Despite taking a hiatus from training after the birth of her son in 2014, Stockwell captured a bronze medal at the 2016 Paralympic Games in Rio. Standing on the podium was the proudest moment of her life and a completion of the journey she began in Baghdad.
“It was the anniversary of September 11th,” Stockwell reminisces. “It was a Team USA sweep, so my teammates and I got to watch three American flags go up while listening to ‘The Star-Spangled Banner.’”
Sharing Her Lessons
These days, the busy 38-year-old mom of two divides her time between speaking engagements and training sessions aimed at competing in the 2020 Paralympic Games in Tokyo. “I feel so fortunate to be alive,” she says. “I’m passionate about so many different things and want to be involved in them because I can be.”
She also helps youth, adults, and service members with physical disabilities and visual impairments develop their skills in paratriathlon at the Dare2tri Paratriathlon Club, which she cofounded. “Sports were really important to my recovery,” she says. “I want to share that with others.”

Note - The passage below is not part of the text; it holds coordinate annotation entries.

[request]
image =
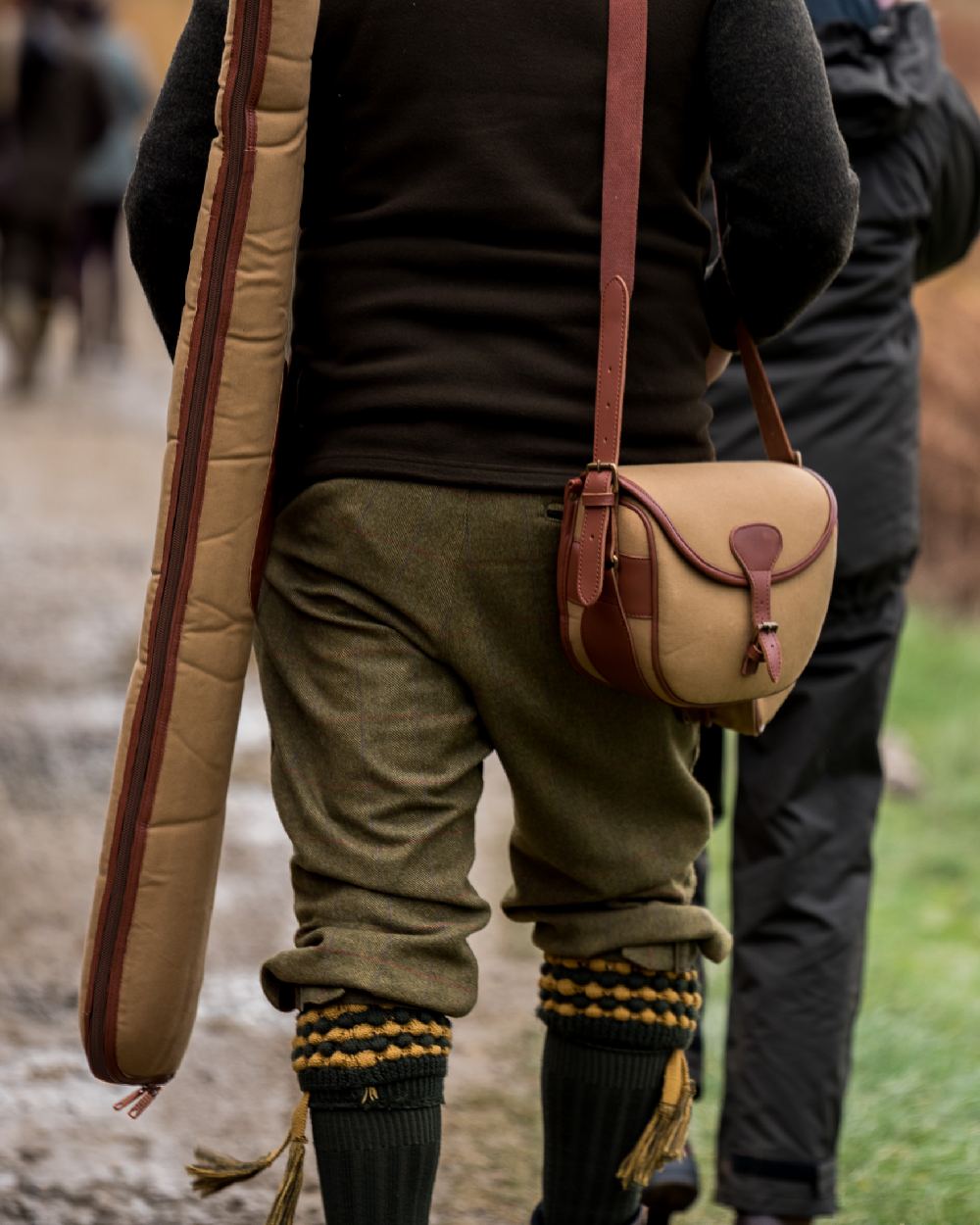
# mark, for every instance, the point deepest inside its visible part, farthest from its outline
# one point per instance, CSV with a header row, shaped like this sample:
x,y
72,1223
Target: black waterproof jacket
x,y
847,373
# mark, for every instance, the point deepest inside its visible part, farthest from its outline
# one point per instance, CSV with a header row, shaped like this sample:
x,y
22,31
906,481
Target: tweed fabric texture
x,y
406,631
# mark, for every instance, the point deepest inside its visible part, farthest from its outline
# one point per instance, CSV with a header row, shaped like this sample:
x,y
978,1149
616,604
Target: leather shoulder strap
x,y
626,74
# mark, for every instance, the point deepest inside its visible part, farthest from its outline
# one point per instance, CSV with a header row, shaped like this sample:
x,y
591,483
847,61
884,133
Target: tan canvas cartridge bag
x,y
702,584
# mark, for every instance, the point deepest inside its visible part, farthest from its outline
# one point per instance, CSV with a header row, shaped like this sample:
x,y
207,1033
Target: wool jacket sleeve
x,y
954,128
787,196
165,194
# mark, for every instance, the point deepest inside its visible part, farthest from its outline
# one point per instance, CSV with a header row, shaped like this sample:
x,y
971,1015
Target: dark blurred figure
x,y
847,377
59,113
103,179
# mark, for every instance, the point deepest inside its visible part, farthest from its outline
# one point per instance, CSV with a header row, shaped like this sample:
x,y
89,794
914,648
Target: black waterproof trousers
x,y
805,808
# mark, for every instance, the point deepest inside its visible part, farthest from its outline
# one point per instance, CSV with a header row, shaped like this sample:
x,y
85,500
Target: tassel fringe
x,y
664,1137
214,1171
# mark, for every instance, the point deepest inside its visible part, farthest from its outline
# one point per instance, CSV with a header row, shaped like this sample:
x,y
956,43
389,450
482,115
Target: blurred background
x,y
79,454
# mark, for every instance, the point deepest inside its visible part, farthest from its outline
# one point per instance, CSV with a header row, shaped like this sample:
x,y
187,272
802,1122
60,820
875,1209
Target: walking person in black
x,y
847,378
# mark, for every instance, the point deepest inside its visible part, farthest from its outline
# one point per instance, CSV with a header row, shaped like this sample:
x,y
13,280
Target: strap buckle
x,y
606,466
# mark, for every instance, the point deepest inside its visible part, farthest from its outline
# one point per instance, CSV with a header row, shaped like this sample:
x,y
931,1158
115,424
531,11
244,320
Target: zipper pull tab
x,y
138,1101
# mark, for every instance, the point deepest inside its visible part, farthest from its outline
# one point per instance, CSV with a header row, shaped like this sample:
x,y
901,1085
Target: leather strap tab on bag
x,y
626,76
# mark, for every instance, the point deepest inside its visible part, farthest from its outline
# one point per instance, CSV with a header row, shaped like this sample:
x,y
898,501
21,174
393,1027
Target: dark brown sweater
x,y
446,310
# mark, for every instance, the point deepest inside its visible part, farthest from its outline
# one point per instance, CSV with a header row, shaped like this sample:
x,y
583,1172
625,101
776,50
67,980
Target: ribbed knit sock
x,y
612,1029
375,1076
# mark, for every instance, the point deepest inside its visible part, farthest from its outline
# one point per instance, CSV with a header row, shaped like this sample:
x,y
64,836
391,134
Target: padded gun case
x,y
156,883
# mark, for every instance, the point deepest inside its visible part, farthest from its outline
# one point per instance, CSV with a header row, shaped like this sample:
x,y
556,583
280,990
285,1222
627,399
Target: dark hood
x,y
883,76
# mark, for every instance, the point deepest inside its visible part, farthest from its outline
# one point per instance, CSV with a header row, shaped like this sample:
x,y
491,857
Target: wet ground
x,y
78,488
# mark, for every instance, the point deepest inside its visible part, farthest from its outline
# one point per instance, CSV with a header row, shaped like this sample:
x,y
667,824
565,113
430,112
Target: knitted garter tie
x,y
364,1038
621,993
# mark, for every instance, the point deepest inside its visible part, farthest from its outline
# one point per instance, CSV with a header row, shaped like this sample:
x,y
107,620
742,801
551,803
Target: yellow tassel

In addition to empowering people within the adaptive-sports community, Stockwell is passionate about using sports to bring people together to highlight their similarities rather than their differences. “We all face obstacles, whether it’s the loss of a limb or loved one, or struggling through a divorce or finding a job,” she says. “I want to show everyone that we’re stronger and more capable than we think we are.”
No matter what twists and turns you experience, she says, you can always create a meaningful life. “The beauty of life is that when obstacles come our way, we have the power to choose how to deal with them,” she explains. “We can choose to learn from mistakes and unexpected events, which in turn makes us stronger and adds some depth to who we are and to our lives.”